My mother tearfully told my sister she knows she is dying and she feels that it’s too soon and she doesn’t want to leave us.
I agree, it is too soon. But unless someone comes up with a miracle cure for dementia with Lewey Bodies, it is what it is.
I feel as though she is being given a powerful lesson on the gift of life. It is not to be wasted. I can only feel extreme sorrow for her situation.
As I read the Qu’ran this year as part of my annual reading challenge; I’ve come to understand that this is as prescribed for her. It states that we will all come to know the hour of our death when it is time. And God will reveal our destiny based on our deeds.
I’m eager to give her some comfort in knowing that her destiny lies ahead after her death and all of this suffering, the blindness, her hallucinations, her inability to find balance while mobile, her loss of memory are part of this journey and will be nothing but a relief when the end arrives.
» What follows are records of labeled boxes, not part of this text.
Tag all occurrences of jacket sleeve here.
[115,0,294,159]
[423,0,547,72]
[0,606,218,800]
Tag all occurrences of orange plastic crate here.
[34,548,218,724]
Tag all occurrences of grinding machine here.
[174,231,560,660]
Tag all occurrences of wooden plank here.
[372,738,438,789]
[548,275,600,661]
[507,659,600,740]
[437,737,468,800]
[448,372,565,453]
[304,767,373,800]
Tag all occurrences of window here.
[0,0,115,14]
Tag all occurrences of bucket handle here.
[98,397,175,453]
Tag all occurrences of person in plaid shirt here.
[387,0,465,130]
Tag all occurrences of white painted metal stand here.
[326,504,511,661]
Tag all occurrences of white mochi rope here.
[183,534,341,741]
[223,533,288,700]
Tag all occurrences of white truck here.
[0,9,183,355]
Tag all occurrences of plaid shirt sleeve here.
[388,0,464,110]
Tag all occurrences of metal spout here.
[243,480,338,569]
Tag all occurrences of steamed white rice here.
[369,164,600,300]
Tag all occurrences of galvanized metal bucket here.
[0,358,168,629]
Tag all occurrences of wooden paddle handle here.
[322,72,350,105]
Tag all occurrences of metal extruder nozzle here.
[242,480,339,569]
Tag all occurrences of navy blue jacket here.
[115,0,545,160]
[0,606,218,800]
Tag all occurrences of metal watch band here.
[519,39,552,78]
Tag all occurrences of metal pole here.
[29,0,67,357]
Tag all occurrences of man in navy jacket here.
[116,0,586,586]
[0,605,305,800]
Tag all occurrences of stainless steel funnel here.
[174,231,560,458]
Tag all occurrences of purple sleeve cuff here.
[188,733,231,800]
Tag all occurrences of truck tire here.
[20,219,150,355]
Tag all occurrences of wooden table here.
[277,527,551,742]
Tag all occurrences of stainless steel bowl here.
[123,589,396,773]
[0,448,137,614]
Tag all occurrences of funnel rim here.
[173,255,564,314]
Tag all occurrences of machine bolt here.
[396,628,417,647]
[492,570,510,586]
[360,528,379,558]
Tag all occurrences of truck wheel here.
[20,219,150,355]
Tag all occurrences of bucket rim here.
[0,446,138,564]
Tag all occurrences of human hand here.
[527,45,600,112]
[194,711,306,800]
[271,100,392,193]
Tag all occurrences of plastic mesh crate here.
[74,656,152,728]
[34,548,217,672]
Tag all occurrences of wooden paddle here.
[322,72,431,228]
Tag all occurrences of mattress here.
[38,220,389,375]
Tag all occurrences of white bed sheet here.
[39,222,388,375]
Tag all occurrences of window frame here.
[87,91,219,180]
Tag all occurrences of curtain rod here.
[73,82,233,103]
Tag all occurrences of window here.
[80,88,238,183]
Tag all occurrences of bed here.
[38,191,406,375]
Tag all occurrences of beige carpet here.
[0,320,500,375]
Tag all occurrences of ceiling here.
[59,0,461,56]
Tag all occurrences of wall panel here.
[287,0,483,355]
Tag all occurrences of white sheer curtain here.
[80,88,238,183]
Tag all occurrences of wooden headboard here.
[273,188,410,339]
Logically, it is something on which to look forward. Shedding this suffering for peace. Joining those who’ve departed before her.
Personally, I’m now looking forward to being able to shed my attachment to this material existence just after reading what I have so far from this book which offers so much comfort and something more concrete than the holy texts before it.
The problem I have is that now that she’s in a nursing home I cannot find the pocket of time to convey what I feel might bring her comfort and hope. Being so far away makes it difficult because when I can call, no one picks up or she is asleep.
So I’ve chosen to send flowers with messages of comfort every month with the hope that these messages will be read to her and bring her some peace.
I wish that someone could visit with here in a therapeutic capacity to help her process her feelings. Ease her fears and help her cope. I trusted that my sister would arrange for that level of care but she also is in need of assistance to process what is happening and cope with the stresses of this situation.
I pray that my sister finds the strength to ask for help instead of believing she must go at this alone.